The hexagon is better than the diamond. Consider the percent area of the unit circle covered by each:
#!/usr/bin/env ruby
include Math
def diamond
# The distance from the center to a corner is the radius.
# On a unit circle, that is 1.
radius = 1
# The edge of the nested diamond is the hypotenuse of a
# right triangle whose legs are both radii.
edge = sqrt(radius ** 2 + radius ** 2)
# The area of the diamond is the square of the edge
edge ** 2
end
def hexagon
# The hexagon is composed of 6 equilateral triangles.
# Since the inner edges go from the center to a hexagon
# corner, their length is the radius (1).
radius = 1
# The base and height of an equilateral triangle whose
# edge is 'radius'.
base = radius
height = sin(PI / 3) * radius
# The area of said triangle
triangle_area = 0.5 * base * height
# The area of the hexagon is 6 such triangles
triangle_area * 6
end
def circle
radius = 1
PI * radius ** 2
end
puts "diamond == #{sprintf "%2.2f", (100 * diamond / circle)}%"
puts "hexagon == #{sprintf "%2.2f", (100 * hexagon / circle)}%"
And
$ ./geometrons.rb
diamond == 63.66%
hexagon == 82.70%
Further, regular hexagons are highest-vertex polygon that form a regular tessellation of the plane.
According my calculations the right answer is:
D=2*R; X >= 2*D, Y >= 2*D,
N = ceil(X/D) + ceil(Y/D) + 2*ceil(X/D)*ceil(Y/D)

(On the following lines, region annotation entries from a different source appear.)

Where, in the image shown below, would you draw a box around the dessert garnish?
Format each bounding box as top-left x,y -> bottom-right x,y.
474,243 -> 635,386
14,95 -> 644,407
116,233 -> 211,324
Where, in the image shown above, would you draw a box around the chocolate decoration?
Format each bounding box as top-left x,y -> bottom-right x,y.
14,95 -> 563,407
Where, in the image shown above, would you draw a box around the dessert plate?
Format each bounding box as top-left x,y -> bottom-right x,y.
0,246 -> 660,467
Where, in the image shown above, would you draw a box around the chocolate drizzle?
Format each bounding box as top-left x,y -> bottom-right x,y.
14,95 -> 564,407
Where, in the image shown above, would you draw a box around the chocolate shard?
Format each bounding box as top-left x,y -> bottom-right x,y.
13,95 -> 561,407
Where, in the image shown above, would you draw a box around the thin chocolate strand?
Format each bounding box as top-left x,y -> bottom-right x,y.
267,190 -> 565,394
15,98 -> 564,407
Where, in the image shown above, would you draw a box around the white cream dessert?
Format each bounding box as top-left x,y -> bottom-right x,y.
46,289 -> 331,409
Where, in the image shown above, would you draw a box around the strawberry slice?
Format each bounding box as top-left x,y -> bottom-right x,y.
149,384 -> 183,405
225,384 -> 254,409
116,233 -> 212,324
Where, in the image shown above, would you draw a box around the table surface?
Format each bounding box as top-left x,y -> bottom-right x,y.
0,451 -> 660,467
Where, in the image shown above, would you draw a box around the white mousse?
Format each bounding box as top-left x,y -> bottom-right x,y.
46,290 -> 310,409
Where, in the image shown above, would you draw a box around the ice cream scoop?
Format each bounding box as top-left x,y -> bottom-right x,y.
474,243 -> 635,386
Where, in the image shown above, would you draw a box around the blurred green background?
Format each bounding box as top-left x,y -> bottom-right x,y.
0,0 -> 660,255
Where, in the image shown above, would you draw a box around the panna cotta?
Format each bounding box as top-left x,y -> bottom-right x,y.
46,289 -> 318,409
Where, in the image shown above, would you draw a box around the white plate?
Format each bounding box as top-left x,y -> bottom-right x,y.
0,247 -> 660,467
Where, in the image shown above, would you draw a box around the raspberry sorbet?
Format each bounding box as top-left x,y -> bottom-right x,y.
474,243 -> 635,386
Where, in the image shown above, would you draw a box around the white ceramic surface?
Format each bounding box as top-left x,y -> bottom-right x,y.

In particular case if the remainder for X/D and Y/D equal to 0, then
N = (X + Y + X*Y/R)/D
Case 1: R = 1, X = 2, Y = 2, then N = 4
Case 2: R = 1, X = 4, Y = 6, then N = 17
Case 3: R = 1, X = 5, Y = 7, then N = 31
Hope it helps.
When the circles are disposed as a clover with four leafs with a fifth circle in the middle, a circle will cover an area equal to R * 2 * R. In this arrangement, the question becomes: how many circles that cover an area of R * 2 * R will cover an area of W * H?, or N * R * 2 * R = W * H. So N = W * H / R * 2 * R.